MongoDB (www.mongodb.org) is a scalable, high-performance, document-oriented NoSQL database. The rmongodb package provides an interface from the statistical software R (www.r-project.org) to MongoDB and back using the mongodb-C library.
This vignette will provide a first introduction to the rmongodb package and offer a lot of code to get stared. If you need anyhelp getting started with MongoDB please check the resources provided by MongoDB: http://docs.mongodb.org/manual/tutorial/getting-started/
There is a stable CRAN version of rmongodb available:
install.packages("rmongodb")
You can also install the latest development version from the GitHub repository:
library(devtools)
install_github("rmongodb", "mongosoup")
The installation should be very simple and straightforward. No local MongoDB installation is required. Only if you install from source, the RUnit tests will need a local MongoDB installation.
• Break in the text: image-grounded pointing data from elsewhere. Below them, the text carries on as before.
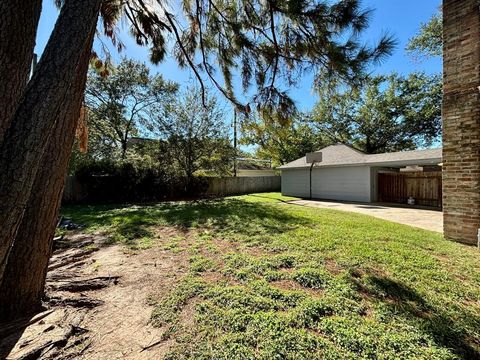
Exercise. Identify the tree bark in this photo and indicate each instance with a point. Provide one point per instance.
(46, 96)
(22, 287)
(16, 53)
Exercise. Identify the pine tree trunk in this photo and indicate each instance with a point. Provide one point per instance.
(16, 53)
(46, 96)
(22, 287)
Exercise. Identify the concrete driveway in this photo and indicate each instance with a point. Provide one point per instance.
(425, 219)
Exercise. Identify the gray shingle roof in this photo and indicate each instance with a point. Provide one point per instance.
(343, 155)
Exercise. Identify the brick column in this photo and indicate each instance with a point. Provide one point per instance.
(461, 120)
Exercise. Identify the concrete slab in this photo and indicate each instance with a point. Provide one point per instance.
(421, 218)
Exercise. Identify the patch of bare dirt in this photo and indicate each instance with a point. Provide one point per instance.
(99, 303)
After you've installed the the rmongodb package you can load it just like any other package:
library(rmongodb)
First of all we have to create a connection to a MongoDB installation. If no paramters are provided we connect to the MongoDB installation running on localhost. Parameters for external installations and user authentication are implemented and documented.
help("mongo.create")
mongo <- mongo.create()
## Unable to connect to 127.0.0.1:27017, error code = 2
mongo
## [1] 0
## attr(,"mongo")
## <pointer: 0x10be2e160>
## attr(,"class")
## [1] "mongo"
## attr(,"host")
## [1] "127.0.0.1"
## attr(,"name")
## [1] ""
## attr(,"username")
## [1] ""
## attr(,"password")
## [1] ""
## attr(,"db")
## [1] "admin"
## attr(,"timeout")
## [1] 0
mongo.is.connected(mongo)
## [1] FALSE
It's always a good idea to check if there is a working connection to your MongoDB to avoid errors.
Get all databases of your MongoDB connection:
if (mongo.is.connected(mongo) == TRUE) {
mongo.get.databases(mongo)
}
Get all collections in a specific database of your MongoDB (in this case, the “rmongodb” database)
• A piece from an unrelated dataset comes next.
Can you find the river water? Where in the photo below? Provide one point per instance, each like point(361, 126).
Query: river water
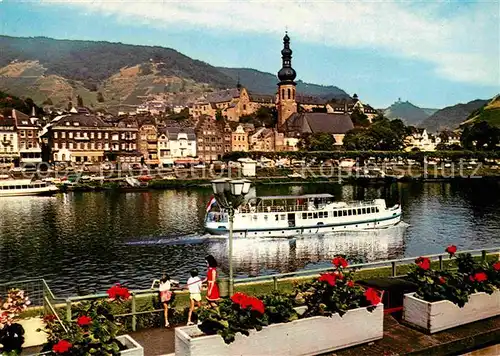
point(84, 242)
if (mongo.is.connected(mongo) == TRUE) {
db <- "rmongodb"
mongo.get.database.collections(mongo, db)
}
coll <- "rmongodb.zips"
We will use the 'zips' collection in the following examples. The 'zips' collection holds the MongoDB example data set called “Zip Code Data Set” (http://docs.mongodb.org/manual/tutorial/aggregation-zip-code-data-set/). This data set is available as JSON and contains zip code data from the US.
Using the command mongo.count, we can check how many documents are in the collection or in the result of a specific query. More information for all functions can be found in the help files.
if (mongo.is.connected(mongo) == TRUE) {
help("mongo.count")
mongo.count(mongo, coll)
}
In order to run queries it is important to know some details about the available data. First of all you can run the command mongo.find.one to get one document from your collection.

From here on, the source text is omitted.